You may be asking, what exactly does this mean for MY business?
Well, what’s happening on TV and in the news often become the topic of conversation around the office and it can create tension when co-workers have different opinions on the topic.
Why should supervisors and managers care? Doesn’t everyone have the right of freedom of speech?
Here’s an example of what can happen at a workplace. Let’s say an employee is frustrated with a situation and spouts off, “That’s so gay!” Here, the employee is using the term “gay” to mean something that is dumb and stupid. This use of the word “gay” in this way is considered derogatory language and a form of harassment.

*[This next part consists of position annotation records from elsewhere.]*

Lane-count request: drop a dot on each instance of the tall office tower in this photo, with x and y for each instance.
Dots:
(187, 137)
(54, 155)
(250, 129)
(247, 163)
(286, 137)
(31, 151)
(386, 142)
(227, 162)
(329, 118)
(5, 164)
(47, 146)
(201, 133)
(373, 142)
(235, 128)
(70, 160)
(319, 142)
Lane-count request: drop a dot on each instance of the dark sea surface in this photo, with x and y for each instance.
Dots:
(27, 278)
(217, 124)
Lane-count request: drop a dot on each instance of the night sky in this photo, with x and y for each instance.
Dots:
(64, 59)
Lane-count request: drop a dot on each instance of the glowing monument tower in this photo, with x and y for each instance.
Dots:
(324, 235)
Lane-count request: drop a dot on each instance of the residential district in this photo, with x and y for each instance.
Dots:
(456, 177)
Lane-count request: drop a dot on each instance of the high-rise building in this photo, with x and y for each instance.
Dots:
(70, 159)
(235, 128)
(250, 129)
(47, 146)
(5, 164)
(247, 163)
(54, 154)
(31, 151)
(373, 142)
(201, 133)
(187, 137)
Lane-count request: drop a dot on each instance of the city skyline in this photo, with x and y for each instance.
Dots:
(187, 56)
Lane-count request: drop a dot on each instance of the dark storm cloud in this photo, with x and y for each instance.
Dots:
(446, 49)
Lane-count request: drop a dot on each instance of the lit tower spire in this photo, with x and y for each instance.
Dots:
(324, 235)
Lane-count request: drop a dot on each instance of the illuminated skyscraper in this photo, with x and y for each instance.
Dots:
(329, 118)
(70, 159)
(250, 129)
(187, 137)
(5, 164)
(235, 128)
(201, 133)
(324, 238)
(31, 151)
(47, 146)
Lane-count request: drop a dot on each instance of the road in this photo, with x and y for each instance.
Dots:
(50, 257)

Although the employee may not be making this comment toward someone in particular, other employees can feel uncomfortable and insulted.
When freedom of speech turns into harassment, it can turn into a discrimination claim and a very hefty lawsuit that can be detrimental to a company. Even if the situation doesn’t escalate to involve the court, it can still negatively affect your business.

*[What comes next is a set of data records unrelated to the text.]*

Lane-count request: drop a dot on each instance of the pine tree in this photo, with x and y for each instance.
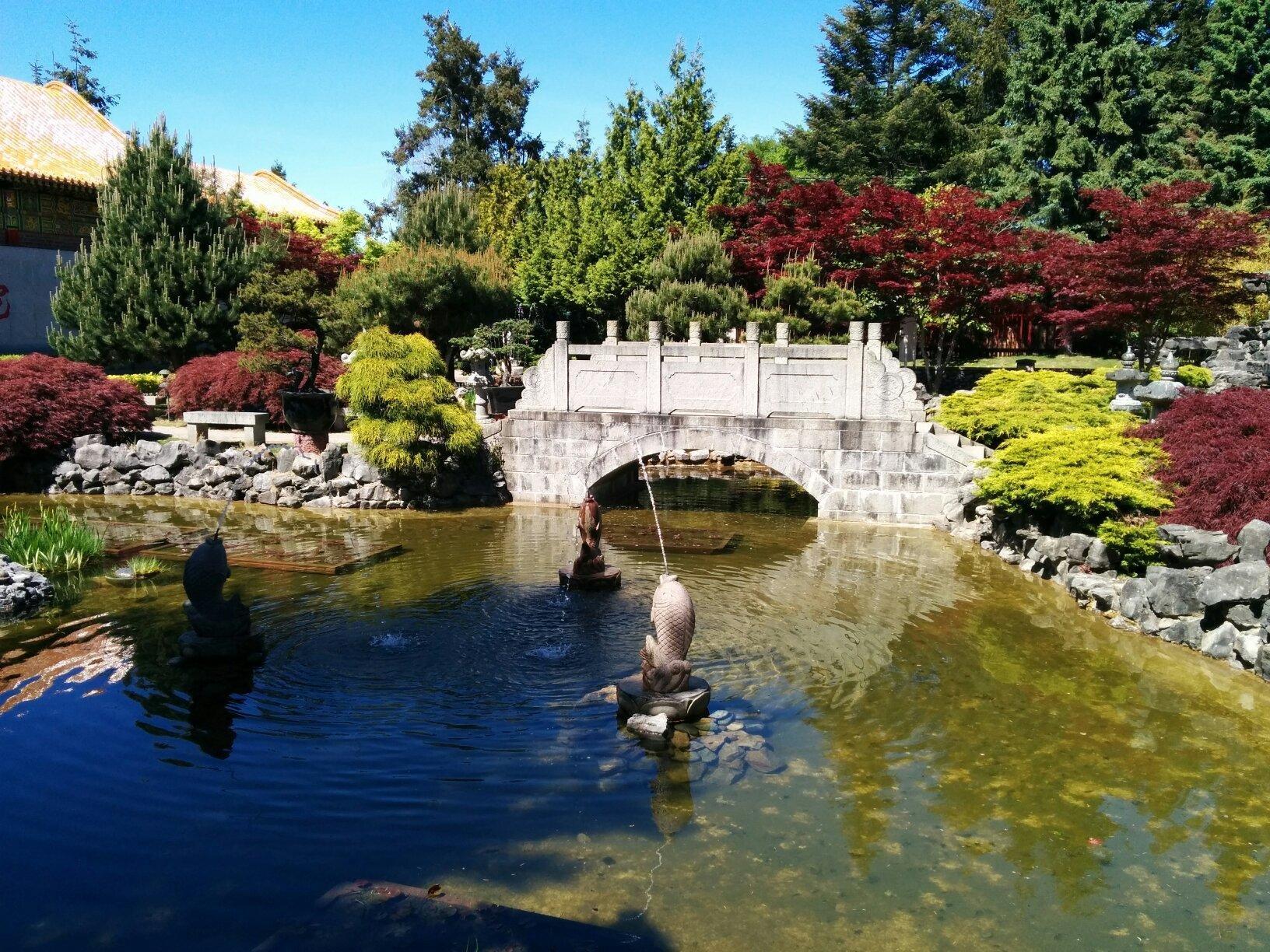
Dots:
(447, 216)
(893, 107)
(1232, 104)
(470, 116)
(155, 285)
(78, 74)
(1081, 108)
(689, 281)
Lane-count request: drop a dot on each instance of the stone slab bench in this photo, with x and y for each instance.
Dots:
(253, 424)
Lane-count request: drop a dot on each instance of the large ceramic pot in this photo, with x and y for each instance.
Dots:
(309, 411)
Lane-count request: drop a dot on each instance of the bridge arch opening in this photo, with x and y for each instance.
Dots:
(715, 484)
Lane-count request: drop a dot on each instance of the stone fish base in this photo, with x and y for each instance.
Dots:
(689, 705)
(602, 582)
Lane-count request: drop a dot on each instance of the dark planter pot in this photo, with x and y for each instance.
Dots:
(503, 399)
(309, 411)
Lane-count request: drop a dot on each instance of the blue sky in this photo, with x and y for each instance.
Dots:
(319, 86)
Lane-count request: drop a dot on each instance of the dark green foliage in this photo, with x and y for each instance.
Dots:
(689, 281)
(1081, 107)
(802, 297)
(1131, 544)
(78, 74)
(1009, 404)
(502, 343)
(447, 216)
(1230, 132)
(472, 114)
(156, 285)
(405, 417)
(440, 291)
(893, 107)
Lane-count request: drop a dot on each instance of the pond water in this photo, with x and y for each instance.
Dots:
(972, 762)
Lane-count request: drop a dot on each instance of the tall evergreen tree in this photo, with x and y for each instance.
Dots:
(1232, 104)
(470, 116)
(155, 285)
(893, 103)
(78, 74)
(593, 225)
(1081, 107)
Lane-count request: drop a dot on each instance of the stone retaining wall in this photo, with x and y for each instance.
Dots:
(337, 478)
(1211, 597)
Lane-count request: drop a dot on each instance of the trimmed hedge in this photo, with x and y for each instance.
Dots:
(1076, 478)
(407, 417)
(47, 401)
(220, 383)
(1009, 404)
(1219, 457)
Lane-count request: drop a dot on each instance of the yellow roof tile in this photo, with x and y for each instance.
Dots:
(50, 132)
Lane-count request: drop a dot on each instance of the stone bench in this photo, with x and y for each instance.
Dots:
(253, 424)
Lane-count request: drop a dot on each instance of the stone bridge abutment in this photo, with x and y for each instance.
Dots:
(842, 422)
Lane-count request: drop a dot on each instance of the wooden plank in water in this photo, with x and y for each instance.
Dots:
(389, 915)
(259, 556)
(682, 540)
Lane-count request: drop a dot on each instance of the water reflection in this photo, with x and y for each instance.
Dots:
(970, 761)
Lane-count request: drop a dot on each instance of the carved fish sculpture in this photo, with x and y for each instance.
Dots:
(212, 616)
(591, 555)
(665, 656)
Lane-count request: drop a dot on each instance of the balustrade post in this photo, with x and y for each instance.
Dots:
(560, 366)
(653, 369)
(854, 407)
(753, 341)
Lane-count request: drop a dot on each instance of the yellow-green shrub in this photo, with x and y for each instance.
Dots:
(1193, 376)
(1133, 544)
(1009, 404)
(1076, 476)
(407, 417)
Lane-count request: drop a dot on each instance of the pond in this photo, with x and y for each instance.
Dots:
(970, 761)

When employees feel uncomfortable or unable to be themselves it can impede an effective team relationship and productivity can suffer.

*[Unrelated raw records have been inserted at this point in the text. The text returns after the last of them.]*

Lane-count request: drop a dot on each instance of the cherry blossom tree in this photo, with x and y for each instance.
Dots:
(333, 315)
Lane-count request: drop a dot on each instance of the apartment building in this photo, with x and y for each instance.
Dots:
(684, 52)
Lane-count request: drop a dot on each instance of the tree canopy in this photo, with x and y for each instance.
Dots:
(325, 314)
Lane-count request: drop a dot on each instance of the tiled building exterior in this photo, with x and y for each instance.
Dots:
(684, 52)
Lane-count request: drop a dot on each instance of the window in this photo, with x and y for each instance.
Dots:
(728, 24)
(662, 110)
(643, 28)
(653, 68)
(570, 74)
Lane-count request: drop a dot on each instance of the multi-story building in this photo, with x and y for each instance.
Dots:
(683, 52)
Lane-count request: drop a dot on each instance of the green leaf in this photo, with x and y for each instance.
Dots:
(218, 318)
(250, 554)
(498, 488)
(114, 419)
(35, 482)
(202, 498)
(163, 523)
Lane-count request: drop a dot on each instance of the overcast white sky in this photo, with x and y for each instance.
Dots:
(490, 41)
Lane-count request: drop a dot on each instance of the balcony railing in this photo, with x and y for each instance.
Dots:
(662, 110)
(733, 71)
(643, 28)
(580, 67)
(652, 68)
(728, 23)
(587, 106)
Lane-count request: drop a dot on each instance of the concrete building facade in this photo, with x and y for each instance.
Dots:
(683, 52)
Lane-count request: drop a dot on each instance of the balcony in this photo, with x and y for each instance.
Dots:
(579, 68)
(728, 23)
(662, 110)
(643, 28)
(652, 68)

A study released by the Center for Work-Life Policy on June 21, reported that 48 percent of around 3,000 U.S.-based LGBT respondents said they were closeted at work.
This means when someone makes a derogatory comment to a co-worker, there is a high probability that it will personally offend the person.
The survey also reported that LGBT employees who remain closeted and isolated are 73 percent more likely to leave their companies than others within three years.
What if this happened to your star employee? What if you lost of your top leaders because of a situation you chose to ignore?
So what should you do?
Back in May, even before the controversy over DWTS and DADT started, lawyers started urging companies to include training to prevent discrimination based on sexual orientation and gender identity as part of its anti-discrimination training.
Twenty-one states already prohibit discrimination based on sexual orientation, according to the Human Rights Campaign.
Although federal law does not recognize sexual orientation specifically as a protected characteristic under Title VII, some conduct considered discriminatory on the basis of sexual orientation is actionable under Title VII as discrimination on the basis of gender. In other words, employees who are discriminated against because of their sexual orientation can still make claims and win lawsuits for discrimination on the basis of gender.
Employers should be proactive and include policies in their Employee Handbooks prohibiting any kind of discrimination in the workplace. Policies should state clearly what’s prohibited and there should be good complaint procedures. Employers should also train supervisors and managers to understand what constitutes harassment and discrimination.
Even if employees hold different views on the topic whether as a result of religious or personal beliefs, employers must encourage and emphasize mutual respect for individually held beliefs.
As HR professionals, our job is to make sure everything runs smoothly in a business by looking out for the employees and employer. It is important to stay one step ahead of the times so that your policies are in order when unfamiliar and uncomfortable situations arise.